Junk
Michelle Reale

He drove up the driveway fast and stopped with a screech right before he hit the garage door.
The corpse of our heater laid on the concrete slab which made up our backyard. Uncle Jimmy came to haul it away. "Dad's not home," I told him. "I'll wait," he said.

The sky threatened rain, the air thick with humidity. My uncle lit a cigarette with a dirty book of matches, leaned against the truck. He looked at the sky, then at me. He frowned like I was to blame for what he didn't find there.
My jean shorts cut into my chubby thighs. My "Cutie Pie" t-shirt showed my bra. Uncle Jimmy noticed. He smoked four cigarettes passing the time. We did not speak.

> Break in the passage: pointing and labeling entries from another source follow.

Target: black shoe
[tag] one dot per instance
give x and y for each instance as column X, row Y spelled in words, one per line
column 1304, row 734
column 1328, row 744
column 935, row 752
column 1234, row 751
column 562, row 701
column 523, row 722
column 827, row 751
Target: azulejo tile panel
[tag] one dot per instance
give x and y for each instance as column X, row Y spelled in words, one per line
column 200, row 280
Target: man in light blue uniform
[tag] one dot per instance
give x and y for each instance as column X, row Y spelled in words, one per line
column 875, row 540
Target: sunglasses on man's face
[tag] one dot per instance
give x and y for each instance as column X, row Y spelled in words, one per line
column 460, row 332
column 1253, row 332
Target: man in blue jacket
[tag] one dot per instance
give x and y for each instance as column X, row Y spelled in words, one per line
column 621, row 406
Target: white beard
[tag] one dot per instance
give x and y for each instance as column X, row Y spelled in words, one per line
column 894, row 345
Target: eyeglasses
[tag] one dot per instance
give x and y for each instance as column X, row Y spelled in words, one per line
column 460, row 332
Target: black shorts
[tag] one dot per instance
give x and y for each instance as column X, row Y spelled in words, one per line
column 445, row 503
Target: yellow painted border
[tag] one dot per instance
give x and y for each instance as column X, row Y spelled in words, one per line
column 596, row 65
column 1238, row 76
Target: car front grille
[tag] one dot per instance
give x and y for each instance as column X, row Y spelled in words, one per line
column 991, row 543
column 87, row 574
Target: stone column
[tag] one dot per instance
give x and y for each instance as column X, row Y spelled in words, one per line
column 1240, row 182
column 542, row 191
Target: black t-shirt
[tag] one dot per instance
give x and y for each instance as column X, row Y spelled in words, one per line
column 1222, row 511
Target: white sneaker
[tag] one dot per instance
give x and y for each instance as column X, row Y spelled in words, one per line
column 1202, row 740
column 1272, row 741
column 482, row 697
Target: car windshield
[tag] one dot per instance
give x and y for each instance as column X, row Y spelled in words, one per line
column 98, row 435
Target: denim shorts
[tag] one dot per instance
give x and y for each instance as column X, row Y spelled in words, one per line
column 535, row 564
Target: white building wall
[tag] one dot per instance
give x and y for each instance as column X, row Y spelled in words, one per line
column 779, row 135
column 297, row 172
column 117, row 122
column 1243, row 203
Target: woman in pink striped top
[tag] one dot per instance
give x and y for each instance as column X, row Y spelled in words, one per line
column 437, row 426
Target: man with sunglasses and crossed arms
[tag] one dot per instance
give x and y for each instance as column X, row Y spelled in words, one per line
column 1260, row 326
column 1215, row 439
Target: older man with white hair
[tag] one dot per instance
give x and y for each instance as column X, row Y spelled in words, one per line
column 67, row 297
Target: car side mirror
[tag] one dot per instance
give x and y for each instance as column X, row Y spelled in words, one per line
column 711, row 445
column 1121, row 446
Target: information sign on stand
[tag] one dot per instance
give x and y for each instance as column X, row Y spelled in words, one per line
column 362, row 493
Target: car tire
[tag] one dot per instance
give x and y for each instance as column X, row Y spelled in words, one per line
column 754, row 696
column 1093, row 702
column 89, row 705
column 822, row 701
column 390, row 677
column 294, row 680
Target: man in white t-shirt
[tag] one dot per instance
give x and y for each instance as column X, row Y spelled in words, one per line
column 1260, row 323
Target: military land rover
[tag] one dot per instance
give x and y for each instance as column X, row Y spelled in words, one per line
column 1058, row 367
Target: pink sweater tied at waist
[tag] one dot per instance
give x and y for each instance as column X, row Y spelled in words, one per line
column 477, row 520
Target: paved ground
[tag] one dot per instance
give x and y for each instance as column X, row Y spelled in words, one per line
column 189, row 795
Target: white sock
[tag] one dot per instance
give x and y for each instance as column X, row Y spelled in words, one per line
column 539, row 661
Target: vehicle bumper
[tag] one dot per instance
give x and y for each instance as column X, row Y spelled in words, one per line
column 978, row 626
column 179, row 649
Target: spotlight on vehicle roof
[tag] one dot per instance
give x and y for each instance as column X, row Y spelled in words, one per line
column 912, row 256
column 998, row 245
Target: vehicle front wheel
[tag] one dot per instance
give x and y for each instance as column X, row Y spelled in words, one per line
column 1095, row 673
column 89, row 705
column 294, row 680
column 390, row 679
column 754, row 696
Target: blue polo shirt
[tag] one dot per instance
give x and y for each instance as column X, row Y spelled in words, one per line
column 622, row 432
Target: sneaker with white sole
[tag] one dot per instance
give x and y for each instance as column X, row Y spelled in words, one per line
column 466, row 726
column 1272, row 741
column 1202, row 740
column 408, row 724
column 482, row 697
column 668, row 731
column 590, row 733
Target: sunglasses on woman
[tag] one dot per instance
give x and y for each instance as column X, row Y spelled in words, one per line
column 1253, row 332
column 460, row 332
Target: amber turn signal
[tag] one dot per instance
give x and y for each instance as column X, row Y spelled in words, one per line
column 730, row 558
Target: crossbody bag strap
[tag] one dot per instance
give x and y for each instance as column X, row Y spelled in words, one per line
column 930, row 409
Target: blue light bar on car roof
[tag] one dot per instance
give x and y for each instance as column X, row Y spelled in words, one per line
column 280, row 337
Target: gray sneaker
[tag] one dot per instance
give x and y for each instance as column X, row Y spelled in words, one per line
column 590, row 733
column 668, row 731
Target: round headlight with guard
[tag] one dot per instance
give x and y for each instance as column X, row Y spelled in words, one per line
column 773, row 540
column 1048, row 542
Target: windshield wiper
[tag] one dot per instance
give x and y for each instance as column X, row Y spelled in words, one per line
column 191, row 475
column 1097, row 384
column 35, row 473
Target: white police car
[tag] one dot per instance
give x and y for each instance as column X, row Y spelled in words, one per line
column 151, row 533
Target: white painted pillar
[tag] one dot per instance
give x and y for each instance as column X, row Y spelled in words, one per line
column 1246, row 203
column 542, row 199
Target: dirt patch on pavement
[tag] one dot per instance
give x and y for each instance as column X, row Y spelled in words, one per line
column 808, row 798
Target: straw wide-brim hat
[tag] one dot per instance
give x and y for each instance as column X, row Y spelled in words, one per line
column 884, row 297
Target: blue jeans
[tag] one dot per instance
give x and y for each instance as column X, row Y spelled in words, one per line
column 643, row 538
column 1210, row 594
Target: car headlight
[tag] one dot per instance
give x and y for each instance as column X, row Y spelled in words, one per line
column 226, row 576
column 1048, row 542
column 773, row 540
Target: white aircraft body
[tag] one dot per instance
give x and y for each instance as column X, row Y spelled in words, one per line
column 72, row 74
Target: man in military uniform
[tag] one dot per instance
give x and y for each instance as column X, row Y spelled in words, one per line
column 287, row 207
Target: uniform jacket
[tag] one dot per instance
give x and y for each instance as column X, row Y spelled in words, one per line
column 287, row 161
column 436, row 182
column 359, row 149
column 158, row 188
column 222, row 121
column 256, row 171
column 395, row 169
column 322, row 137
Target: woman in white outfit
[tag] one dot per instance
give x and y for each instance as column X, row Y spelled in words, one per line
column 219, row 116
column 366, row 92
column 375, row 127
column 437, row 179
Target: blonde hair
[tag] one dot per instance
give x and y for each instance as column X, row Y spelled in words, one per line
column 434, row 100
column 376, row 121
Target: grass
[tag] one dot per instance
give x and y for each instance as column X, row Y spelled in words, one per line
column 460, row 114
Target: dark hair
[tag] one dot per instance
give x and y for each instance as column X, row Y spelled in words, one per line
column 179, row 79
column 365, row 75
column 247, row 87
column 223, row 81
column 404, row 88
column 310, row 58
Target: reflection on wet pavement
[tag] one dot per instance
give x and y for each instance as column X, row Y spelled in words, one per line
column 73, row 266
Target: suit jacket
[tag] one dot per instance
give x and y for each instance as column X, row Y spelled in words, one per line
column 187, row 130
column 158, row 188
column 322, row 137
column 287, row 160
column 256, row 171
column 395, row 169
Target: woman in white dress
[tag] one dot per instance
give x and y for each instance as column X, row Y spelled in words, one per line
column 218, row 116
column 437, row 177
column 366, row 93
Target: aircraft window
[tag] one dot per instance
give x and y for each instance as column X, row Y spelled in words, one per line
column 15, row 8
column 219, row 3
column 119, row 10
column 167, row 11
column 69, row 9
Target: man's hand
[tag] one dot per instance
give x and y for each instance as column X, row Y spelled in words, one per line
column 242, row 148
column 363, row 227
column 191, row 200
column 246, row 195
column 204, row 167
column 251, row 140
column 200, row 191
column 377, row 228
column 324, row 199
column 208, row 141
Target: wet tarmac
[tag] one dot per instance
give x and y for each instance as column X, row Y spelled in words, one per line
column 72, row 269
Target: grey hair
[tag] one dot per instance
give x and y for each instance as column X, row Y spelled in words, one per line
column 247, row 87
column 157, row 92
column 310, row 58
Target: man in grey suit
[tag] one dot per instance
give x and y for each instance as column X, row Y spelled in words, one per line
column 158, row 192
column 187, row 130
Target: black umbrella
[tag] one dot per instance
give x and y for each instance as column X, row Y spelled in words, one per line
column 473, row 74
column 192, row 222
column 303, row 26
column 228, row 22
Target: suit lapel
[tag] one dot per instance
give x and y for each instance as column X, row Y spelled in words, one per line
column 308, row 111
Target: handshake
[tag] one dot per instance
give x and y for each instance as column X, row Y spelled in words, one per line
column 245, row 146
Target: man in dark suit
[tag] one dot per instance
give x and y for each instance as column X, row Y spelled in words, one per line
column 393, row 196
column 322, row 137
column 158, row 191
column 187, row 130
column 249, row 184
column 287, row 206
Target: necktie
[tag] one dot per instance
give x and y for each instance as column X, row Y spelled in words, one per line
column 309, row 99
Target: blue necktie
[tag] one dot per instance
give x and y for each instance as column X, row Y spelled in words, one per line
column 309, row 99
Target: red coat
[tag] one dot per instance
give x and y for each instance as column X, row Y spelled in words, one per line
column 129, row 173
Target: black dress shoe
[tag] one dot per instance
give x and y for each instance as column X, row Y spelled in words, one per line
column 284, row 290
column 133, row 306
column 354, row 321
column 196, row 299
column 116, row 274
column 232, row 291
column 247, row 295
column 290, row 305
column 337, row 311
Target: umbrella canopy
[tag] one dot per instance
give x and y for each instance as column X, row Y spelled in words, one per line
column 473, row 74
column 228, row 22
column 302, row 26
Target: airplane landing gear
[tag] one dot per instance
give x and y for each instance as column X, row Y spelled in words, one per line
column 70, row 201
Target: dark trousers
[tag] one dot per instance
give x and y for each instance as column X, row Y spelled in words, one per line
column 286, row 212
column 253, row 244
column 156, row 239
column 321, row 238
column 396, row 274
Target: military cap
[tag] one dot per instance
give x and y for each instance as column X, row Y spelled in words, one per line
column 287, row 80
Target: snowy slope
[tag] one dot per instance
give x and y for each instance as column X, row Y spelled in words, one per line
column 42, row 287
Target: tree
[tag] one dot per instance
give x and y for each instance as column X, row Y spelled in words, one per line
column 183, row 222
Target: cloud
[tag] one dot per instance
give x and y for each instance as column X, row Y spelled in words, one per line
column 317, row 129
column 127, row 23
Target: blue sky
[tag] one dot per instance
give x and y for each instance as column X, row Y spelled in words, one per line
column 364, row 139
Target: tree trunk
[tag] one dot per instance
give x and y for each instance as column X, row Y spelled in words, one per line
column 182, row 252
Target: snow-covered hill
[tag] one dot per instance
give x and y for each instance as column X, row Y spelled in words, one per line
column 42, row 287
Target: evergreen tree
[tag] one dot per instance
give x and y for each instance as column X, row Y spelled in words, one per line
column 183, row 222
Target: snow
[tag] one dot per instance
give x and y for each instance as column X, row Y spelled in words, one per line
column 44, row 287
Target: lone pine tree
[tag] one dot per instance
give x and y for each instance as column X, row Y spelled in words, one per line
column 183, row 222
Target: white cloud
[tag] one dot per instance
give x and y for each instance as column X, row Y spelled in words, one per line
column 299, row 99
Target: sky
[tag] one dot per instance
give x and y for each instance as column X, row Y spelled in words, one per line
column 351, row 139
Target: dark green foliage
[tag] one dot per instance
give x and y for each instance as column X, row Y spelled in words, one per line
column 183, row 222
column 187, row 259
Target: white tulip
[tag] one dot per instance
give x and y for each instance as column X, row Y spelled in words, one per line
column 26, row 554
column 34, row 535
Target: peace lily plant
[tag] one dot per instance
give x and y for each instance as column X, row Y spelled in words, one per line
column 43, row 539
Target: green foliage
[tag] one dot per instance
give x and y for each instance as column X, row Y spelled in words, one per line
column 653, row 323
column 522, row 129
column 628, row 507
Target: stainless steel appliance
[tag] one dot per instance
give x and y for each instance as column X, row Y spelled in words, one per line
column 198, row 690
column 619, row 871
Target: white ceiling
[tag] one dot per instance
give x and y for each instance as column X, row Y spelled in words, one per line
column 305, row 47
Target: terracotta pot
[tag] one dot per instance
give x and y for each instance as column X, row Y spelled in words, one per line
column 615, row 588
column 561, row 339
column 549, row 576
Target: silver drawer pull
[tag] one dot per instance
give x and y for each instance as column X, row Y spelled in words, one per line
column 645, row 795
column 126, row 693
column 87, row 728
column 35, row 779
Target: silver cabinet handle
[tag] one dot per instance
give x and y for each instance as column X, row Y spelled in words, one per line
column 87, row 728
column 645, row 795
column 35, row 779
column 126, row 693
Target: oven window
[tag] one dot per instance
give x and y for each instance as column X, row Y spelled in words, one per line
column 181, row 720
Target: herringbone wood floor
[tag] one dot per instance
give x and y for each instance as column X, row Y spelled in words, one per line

On Sunday nights at my grandmother's house, cigarettes after the heavy meal. Ashes were tipped into the remains. Character assassination would begin, the worst for Uncle Jimmy. Mother called my father's brother "fairy Mary." She was wrong.

Uncle Jimmy threw a half-smoked cigarette down on the ground. He rubbed his hands impatiently on his jeans, beat out a tune on his thighs and walked toward me. I moved backwards; fell into the rusty sheet metal. Blood trickled into my sneaker. My uncle stopped moving. My Dad was home.

My father mopped his neck with a yellowed handkerchief, asked me where my mother was. I shrugged. He placed a rough hand on his brother's shoulder and glanced at my ankle.

Uncle Jimmy laughed hard, his thick yellow tongue vibrated. My father moved away from him, but not toward me.
"Clumsy kid you got there," he said, like it was all he knew about me.